According to customs authorities, one key reason for this increase is the rise in online shopping due to the closure of shops and a ban on cross-border shopping. The value of customs declarations reached CHF50 million ($54 million) in 2020, compared to CHF40 million in 2019.

Switzerland’s borders were closed and strictly controlled from March 13 last year to curb the spread of the coronavirus. The number of people crossing borders decreased by up to 80% throughout Switzerland. The country re-opened its borders in June, but certain travel restrictions remain in place.

The customs administration also points out that stronger checks at the border also contributed to the rise in seizures. This likely contributed to an increase in the amount of heroin and cocaine confiscated in 2020. Twice as much heroin was seized in 2020 than in the previous year.

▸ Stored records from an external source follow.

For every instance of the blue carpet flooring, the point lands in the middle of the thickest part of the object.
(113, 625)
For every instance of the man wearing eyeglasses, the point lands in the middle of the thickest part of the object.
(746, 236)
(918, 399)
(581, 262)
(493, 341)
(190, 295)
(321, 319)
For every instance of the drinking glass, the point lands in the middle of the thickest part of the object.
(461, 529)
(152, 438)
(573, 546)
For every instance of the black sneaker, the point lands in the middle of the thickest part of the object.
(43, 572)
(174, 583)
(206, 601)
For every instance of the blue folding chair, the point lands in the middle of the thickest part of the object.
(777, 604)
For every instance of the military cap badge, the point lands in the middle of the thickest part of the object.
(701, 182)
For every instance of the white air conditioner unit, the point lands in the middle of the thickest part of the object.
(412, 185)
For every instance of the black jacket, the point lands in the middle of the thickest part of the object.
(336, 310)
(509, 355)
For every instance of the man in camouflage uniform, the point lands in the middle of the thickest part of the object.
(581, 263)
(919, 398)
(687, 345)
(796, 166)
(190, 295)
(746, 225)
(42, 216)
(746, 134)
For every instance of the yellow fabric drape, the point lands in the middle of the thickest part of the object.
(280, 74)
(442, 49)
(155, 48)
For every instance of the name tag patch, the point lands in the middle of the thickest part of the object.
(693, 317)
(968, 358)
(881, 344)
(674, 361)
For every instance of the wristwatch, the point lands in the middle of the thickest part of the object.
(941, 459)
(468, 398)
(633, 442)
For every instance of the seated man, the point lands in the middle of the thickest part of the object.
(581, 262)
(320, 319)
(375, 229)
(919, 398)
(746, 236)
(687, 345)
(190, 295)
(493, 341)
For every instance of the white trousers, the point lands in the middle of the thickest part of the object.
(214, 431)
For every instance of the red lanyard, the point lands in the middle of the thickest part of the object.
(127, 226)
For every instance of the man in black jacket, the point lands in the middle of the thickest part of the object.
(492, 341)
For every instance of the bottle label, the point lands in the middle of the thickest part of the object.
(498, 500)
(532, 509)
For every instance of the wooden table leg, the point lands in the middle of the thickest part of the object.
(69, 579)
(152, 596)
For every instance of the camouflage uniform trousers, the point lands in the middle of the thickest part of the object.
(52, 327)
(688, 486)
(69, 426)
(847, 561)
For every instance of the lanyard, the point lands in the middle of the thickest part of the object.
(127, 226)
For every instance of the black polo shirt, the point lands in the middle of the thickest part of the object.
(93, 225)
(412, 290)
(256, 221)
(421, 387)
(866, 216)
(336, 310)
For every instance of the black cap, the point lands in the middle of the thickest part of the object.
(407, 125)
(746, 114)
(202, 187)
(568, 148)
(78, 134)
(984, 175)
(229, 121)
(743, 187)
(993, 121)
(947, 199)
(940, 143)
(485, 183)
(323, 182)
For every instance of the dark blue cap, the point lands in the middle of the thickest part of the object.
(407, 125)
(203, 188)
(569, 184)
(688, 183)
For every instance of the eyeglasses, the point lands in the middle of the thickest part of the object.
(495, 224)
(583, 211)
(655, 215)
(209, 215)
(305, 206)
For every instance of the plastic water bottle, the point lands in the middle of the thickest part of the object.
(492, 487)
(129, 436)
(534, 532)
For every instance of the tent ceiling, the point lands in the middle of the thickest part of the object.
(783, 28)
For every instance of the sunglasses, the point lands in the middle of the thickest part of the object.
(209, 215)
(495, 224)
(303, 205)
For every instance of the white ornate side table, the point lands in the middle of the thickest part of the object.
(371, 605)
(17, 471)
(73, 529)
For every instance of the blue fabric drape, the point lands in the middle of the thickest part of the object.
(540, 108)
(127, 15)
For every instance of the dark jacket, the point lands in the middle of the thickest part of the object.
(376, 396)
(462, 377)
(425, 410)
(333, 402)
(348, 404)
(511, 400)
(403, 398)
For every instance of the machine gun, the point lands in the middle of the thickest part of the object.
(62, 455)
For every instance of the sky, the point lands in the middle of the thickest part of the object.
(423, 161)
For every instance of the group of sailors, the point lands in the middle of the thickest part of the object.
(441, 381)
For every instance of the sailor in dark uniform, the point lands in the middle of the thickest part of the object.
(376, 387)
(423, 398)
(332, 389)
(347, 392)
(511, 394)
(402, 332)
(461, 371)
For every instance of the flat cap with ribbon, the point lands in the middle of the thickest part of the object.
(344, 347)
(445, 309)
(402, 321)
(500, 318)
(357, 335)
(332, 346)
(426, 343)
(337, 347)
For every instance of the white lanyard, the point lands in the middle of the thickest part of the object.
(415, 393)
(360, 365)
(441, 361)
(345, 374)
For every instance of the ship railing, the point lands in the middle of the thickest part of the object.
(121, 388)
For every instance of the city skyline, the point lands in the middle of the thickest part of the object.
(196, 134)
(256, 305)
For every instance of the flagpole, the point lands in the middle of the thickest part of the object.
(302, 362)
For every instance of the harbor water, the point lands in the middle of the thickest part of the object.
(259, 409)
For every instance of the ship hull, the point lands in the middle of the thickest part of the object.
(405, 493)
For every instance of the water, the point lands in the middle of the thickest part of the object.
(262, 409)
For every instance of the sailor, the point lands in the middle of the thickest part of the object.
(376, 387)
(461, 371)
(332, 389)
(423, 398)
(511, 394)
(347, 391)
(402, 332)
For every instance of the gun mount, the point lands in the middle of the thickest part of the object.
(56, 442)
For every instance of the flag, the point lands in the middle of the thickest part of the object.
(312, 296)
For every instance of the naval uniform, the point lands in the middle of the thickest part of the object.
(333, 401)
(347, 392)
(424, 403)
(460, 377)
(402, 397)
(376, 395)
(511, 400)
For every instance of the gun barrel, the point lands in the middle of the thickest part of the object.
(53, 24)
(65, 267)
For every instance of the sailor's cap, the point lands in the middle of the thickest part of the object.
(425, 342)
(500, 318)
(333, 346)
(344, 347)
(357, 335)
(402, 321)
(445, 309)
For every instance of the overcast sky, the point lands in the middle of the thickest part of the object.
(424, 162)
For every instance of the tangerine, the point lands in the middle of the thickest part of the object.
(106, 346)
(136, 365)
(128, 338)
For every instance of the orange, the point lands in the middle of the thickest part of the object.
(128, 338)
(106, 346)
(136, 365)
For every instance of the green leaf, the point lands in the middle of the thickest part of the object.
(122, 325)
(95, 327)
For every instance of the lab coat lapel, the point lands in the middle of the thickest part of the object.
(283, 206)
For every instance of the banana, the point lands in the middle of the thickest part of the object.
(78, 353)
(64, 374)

The decline in travel in 2020 led to a drop in forged documents, such as passports. In 2020, there were 142 forged passports confiscated, half as many as in 2019. The share of seized medicines and doping substances also declined.

A historic drop in foreign trade in 2020 affected revenue collected from value-added tax. As a result, the Federal Customs Administration saw revenue drop from CHF23 billion to CHF21.8 billion in 2020.